Dice Fonte que «menos mal que la pusieron seguido los días anteriores», porque si no se iba la cobertura, la conexión... Y, por si fuera poco, en Yao no hay señal televisiva desde hace más de cuatro meses. La gente le siguió los primeros pasos al huracán gracias a internet, a que «fulanito vino y me contó», al «autoparlante que iba diciendo la fase», a las llamadas que se desenvolvían a cada rato en distintas bocas.
«Cuando ya la quitaron el martes, como a las dos de la tarde», hubo quien salió en moto a agarrar conexión, con tal de informarse e informar a otros tantos. Para lo de la señal, dice un trabajador de Televisión Serrana, «falta que Etecsa acabe de mandar el router» y vengan quienes tienen que venir a «conectar la fibra óptica».
Al paso que vamos, con la ausencia de los trozos de cable robados en medio del desastre y la cantidad de postes que descansan en el piso, si antes estábamos a punto, ahora se necesitan brigadas enteras y el inventario de lo que quedó, de lo que hace falta.
Ni hablar de las tuberías del agua que bordeaban la montaña.
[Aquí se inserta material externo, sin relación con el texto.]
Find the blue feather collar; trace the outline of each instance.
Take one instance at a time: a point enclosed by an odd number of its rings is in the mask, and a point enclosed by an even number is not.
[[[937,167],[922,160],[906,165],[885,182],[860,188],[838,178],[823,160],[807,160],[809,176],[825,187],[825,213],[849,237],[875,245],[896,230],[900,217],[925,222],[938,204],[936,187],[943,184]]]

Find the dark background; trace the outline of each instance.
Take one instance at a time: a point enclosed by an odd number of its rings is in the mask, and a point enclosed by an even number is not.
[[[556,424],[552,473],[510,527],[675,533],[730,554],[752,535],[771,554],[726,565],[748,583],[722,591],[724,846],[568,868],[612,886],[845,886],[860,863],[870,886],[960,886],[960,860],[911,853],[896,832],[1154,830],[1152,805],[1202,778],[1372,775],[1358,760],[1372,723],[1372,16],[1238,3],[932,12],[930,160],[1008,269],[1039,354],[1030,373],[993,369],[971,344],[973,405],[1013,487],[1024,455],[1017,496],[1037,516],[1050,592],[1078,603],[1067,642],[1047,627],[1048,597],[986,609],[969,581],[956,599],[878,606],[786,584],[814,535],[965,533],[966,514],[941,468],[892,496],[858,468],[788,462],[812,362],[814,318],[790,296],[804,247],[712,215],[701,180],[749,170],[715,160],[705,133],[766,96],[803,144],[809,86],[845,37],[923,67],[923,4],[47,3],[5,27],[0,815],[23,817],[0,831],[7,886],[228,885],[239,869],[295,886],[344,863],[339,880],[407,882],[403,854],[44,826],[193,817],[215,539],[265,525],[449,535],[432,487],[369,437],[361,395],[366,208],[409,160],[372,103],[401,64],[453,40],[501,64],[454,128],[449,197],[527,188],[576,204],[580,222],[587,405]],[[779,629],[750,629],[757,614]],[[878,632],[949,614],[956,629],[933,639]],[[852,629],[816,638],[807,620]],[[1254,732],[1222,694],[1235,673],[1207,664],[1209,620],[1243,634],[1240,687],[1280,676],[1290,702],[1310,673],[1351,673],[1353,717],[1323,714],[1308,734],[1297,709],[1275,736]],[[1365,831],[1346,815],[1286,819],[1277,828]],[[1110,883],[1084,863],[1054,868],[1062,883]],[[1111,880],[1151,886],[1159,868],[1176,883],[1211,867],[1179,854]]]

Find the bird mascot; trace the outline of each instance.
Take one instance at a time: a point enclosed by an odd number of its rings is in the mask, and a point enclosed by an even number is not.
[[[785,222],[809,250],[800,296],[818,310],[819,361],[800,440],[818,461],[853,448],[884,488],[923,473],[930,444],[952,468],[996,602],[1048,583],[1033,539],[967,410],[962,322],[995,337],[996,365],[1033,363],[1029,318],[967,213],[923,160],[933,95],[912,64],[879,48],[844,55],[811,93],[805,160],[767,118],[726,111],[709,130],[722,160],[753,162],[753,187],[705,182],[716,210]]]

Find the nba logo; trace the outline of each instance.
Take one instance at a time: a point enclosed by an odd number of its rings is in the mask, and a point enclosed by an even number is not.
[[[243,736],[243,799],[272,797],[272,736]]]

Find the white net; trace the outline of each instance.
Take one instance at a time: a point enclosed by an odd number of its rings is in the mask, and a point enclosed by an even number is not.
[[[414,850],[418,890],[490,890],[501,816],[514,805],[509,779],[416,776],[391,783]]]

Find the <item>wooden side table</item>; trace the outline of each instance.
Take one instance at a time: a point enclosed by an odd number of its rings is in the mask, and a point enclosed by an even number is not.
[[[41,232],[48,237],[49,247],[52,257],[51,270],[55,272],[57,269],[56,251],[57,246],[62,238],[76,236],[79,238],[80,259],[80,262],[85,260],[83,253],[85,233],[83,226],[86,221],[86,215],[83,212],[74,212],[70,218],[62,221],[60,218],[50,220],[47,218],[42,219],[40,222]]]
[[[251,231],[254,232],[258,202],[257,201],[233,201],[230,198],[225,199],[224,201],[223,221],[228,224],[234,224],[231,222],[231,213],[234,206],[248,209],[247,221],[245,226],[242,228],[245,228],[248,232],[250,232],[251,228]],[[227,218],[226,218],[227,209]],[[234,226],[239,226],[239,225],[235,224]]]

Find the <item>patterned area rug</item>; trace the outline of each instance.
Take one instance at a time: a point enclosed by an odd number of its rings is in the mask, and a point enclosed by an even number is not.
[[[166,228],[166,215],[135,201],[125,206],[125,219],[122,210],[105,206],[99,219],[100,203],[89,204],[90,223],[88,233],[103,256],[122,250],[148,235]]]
Asumido está que no van a aparecer y la gente, en venganza, le arranca pedazos al río que, medio sucios, sirven para «lavar, descargar el baño o limpiar el piso».
Por estos días, el agua potable es la de esas cisternas o vasijas que estaban llenas desde antes o la de esos «cinco pozos» –mencionados por Onelbis, la presidenta del Consejo Popular– que la extraen de manantiales aparentemente inofensivos.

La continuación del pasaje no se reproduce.